Saturday, 12 January 2013

The FP - Chicken Any One?

So here is the first official post for the frugality project.  It starts with the price of chicken.  (Inspiring or what?)  Before I moved a couple months back I lived in The Big City, not quite my taste but I will admit it did have its perks.  One of those was that Costco was available, thus big savings on meat.  Every three months I drive the extra distance and load up in bulk on all the meat that I ate regularly sausages, chicken, pork and ground beef.  All of these would be divided into meal size portions and frozen.

Since my move I've found myself shelling out for meat pretty much every week at a price that was a bit higher than what I was use to.  So I started really looking at my options instead of pulling the most convenient choice off of the shelf.  If you're grocery store is anything like mine you will have a number of choices when it comes to chicken.  Here are the options, and prices, at my store.

-Boneless Skinless Chicken Breast - 13.82 $/Kg
-Bone in Skinless Chicken Breast - 11.88 $/Kg
-Split Chicken Breast (Has the bone in and skin on) - 9.16 $/Kg
-Whole Chicken - 7.25 $/Kg

The most convenient choice of course is boneless and skinless, no muss, no fuss.  Lately I've been buying the bone in option.  Turns out that deboning the bone in chicken breast takes all of 5 min and a moderately sharp knife.  As for the skin, it is even easier to remove (if you want to be health, otherwise you can leave it on depending on your recipe).  So there you go, 5 min of work just got you 34% off your chicken.  But Elizabeth, you protest what about the bones!  You're paying for their weight and you cant even eat them.  And what about all that wasted meat that you just can't get off?  You're paying for that too!  This is where the deal gets even sweeter.  The packages at my store generally have 4 breasts to a package.  One breast will make a supper and a lunch for me, so one package of boneless skinless will give me 8 meals of chicken.  A package of bone in with skin will give me 8 meals of chicken and 2 of chicken soup.  Less money, more food?  What's not to love?

You're probably thinking that chicken soup from scratch is a big pain in the neck, I though so too at first.  Here's what you do.

1. Collect you're chicken bones (skin is optional) 4 breast bones should give at least 2 servings of soup.
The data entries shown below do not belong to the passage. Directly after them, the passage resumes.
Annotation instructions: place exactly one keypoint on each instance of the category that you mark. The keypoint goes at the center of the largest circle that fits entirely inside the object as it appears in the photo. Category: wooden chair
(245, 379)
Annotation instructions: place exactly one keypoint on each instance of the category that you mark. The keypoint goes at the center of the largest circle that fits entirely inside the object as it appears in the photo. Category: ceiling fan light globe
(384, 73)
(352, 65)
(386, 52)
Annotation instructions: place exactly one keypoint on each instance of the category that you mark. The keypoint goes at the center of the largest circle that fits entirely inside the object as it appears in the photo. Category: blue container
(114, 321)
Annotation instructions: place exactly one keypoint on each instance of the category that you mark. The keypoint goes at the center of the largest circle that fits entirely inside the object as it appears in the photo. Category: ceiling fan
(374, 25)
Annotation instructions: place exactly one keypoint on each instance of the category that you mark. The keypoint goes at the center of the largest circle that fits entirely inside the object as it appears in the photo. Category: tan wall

Personally I prefer to freeze the bones in an empty ice cream container and save up bones for a couple of months.  Then make big batch of soup that can be divided up and frozen for later.

2. Put the bones in a pot with some water and allow to simmer . . . and simmer . . . and simmer.  A slow cooker is really handy at this step because you can just turn it on low and leave it for the day.

3. Strain off the broth at this point the meat should be falling off the bones.  Go through the bones and collect the meat, this goes back in the broth.

4. Turn your broth into soup by adding veggies, spices, rice, noodles.  What ever strikes your fancy really.  It's hard to ruin chicken soup.  If you want a recipe to follow google chicken soup.  You'll find a hundred variations.

I must admit that I've not yet carved a whole chicken while raw.  I'm going to try that the next time I buy chicken.  From carving a whole cooked chicken I'm pretty sure that I can get 4 meals from the breasts, 4 meals from the legs, wings and other scraps of meat, and the bones should give me 4 servings of soup.  A total of 12 meals.

So . . . I'm pretty sure I can almost double the number of meals that I get for half the price.  Not bad.

Any butchers out there who want to offer advice on carving up a raw chicken?